High expression of the circadian clock gene NPAS2 is associated with progression and poor prognosis of gastric cancer: A single-center study

BACKGROUND: The prognostic assessment of patients after surgical resection of gastric cancer (GC) patients is critical. However, the role of the circadian clock gene NPAS2 expression in GC remains unknown. AIM: To explore the relationship between NPAS2 and the survival prognosis of GC patients and clarify its role in evaluating GC prognosis. METHODS: The tumor tissues and clinical data of 101 patients with GC were collected retrospectively. Immunohistochemical staining (IHC) was used to detect the expression of NPAS2 protein in GC and adjacent tissues. Univariate and multivariate Cox regression analysis was used to determine the independent prognostic factors of GC, and a nomogram prediction model was established. The receiver operating characteristic (ROC) curve, the ROC area under the curve, the calibration curve, and C-index were used to evaluate the predictive effectiveness of the model. Kaplan Meier analysis was used to compare the risk stratification of subgroups according to the median score in the nomogram model of each patient. RESULTS: Microarray IHC analysis showed that the positive rate of NPAS2 protein expression in GC tissues was 65.35%, which was significantly higher than 30.69% in adjacent tissues. The high expression of NPAS2 was correlated with tumor-node-metastasis (TNM) stage (P < 0.05), pN stage (P < 0.05), metastasis (P < 0.05), venous invasion (P < 0.05), lymphatic invasion (P < 0.05), and lymph node positive (P < 0.05) of GC. Kaplan Meier survival analysis showed that the 3-year overall survival (OS) of patients with high NPAS2 expression was significantly shortened (P < 0.0001).

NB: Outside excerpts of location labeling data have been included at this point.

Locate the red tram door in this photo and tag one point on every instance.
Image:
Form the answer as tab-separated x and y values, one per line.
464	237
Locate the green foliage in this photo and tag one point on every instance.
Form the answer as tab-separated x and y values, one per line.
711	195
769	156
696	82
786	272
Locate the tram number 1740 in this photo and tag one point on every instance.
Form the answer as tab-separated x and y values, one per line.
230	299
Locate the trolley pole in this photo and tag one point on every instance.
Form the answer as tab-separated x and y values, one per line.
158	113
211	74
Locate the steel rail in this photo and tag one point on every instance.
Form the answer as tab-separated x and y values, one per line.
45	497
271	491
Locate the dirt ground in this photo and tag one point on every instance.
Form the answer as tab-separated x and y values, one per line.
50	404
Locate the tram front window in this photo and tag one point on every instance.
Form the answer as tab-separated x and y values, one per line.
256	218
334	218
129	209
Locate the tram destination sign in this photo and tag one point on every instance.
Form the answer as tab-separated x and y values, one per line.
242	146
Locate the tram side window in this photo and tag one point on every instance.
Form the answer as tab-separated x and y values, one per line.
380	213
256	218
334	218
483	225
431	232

Univariate and multivariate COX regression analysis showed that TNM stage (P = 0.009), metastasis (P = 0.009), and NPAS2 expression (P = 0.020) were independent prognostic factors of OS in GC patients for 3 years. The nomogram prediction model based on independent prognostic factors has a C-Index of 0.740 (95%CI: 0.713-0.767). Furthermore, subgroup analysis showed that the 3-year OS time of the high-risk group was significantly lower than that of the low-risk group (P < 0.0001). CONCLUSION: NPAS2 is highly expressed in GC tissues and is closely related to worse OS in patients. Therefore, the evaluation of NPAS2 expression may be a potential marker for GC prognosis evaluation. Notably, the nomogram model based on NPAS2 can improve the accuracy of GC prognosis prediction and assist clinicians in postoperative patient management and decision-making.